I said to my wife the other day how grateful I am that she knows when I need to be alone, or respects when I am not ready to speak about or deal with something. And vice versa. We then discussed the artful balance in marriage between togetherness and, for lack of a better word, ‘otherness.’ That marriage is unity, not uniformity — is the intertwining of identities to mutual gain, and not the fusion of identities to mutual loss. Love augments good in the other, and it does not diminish or steal from a person’s uniqueness.

The real power of marriage as a path to holiness, for me, is that balance — especially when it involves children — which is truly the ascetic art of love. Two freedoms, two personalities freighted with so much baggage, so many other people and so much history, come together to enter into a common quest of loving a new world into being. The family. It’s a gigantic adventure, soaring and humble, fraught with thrill and danger, haunted by the impending uncertainties of life lived trustingly beneath the wings of Providence.

Once when I was in Omaha, praying in front of the icon of Christ the Teacher, I saw in His eyes that our marriage was an entry into the the inner mystery of His divine-human love, especially His agonizing love in Gethsemane. There His two freedoms — human and divine — struggled mightily, sweat drops of blood beneath the looming shadow of the Cross in order to forge a new creation, founded on the costly unity born of obedient love offered on High as a living sacrifice.

Since we met in 1988, thousands of times our wills have cut cross-grain, sometimes very painfully, when we have found ourselves at odds and had to find a way forward together to achieve a new unity of mind and heart. Now it is so clear to us that all of these cross-cuts have been grace drenched opportunities to enter more deeply into Christ, into the mystery of His divine love that ceaseless labors to create unity with our human love; though only at great cost to both God and Man.

Which is why our marital practice of always stopping to pray when we find ourselves facing a painful disagreement has been life and marriage-saving. Praying breaks the impasse and brings our struggle immediately into Jesus, with confidence that He has already been victorious in that combat of love. His struggle is ours, and ours His.

Deo gratias.

Yet amid all of the various areas of unity we have achieved, our differences abound and remain. Some will hopefully one day be overcome, while others will never be overcome (nor should some of them ever be). Belles différences! All of them, though, as they create tensions, give us fresh opportunity daily to choose love again, to opt for a restless oneness that opens up new and far more interesting spaces with fresh possibilities to create.

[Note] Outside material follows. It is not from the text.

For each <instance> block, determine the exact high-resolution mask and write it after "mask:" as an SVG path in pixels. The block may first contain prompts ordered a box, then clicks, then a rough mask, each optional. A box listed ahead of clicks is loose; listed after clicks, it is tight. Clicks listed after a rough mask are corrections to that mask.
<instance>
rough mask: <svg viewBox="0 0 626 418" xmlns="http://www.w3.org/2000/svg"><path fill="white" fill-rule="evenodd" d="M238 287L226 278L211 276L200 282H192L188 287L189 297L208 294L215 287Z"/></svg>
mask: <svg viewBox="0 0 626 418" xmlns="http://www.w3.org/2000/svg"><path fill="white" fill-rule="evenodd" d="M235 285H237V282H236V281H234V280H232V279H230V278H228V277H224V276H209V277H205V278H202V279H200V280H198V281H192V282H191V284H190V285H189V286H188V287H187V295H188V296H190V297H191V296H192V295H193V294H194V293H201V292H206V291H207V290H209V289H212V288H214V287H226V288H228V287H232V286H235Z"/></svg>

But through it all — and this is the greatest grace of all to me — we know one lives for the other, exists for the other, is for the other. My wife is all at once a garden of challenge and of rest, a garden guarded by impregnable trust. Our marriage is fueled by a sacramental fire that burns deep in me for her, and deep in her for me — a fire of éros that drives me out of myself to live in her as lover; a fire of philía that drives me out of myself to walk beside her as friend; a fire of agápe that drives me out of myself to die for her as sacrifice.

This fire is our only hope. Amen.

4 comments on “Loving the expanse between them

  1. Nos says:

    Reminds me of the honeymooners,”to the moon Alice” my dad loved that show. . .Ralph and Alice Cramdon. . .and art Carney as ed Norton. Thomas may your beautiful bride put up with you for another 50years +++++++ . . .P.B.W.Y.A.A.

  2. Jennifer says:

    THIS VIDEO!!!!!!!!!!!!!!!

  3. Katy says:

    “I want those who have seen me to see have seen her in me; I want a cruxifixion type love.”

    This cuts deep, thinking of Jesus saying that about me. About you. It just reverberates.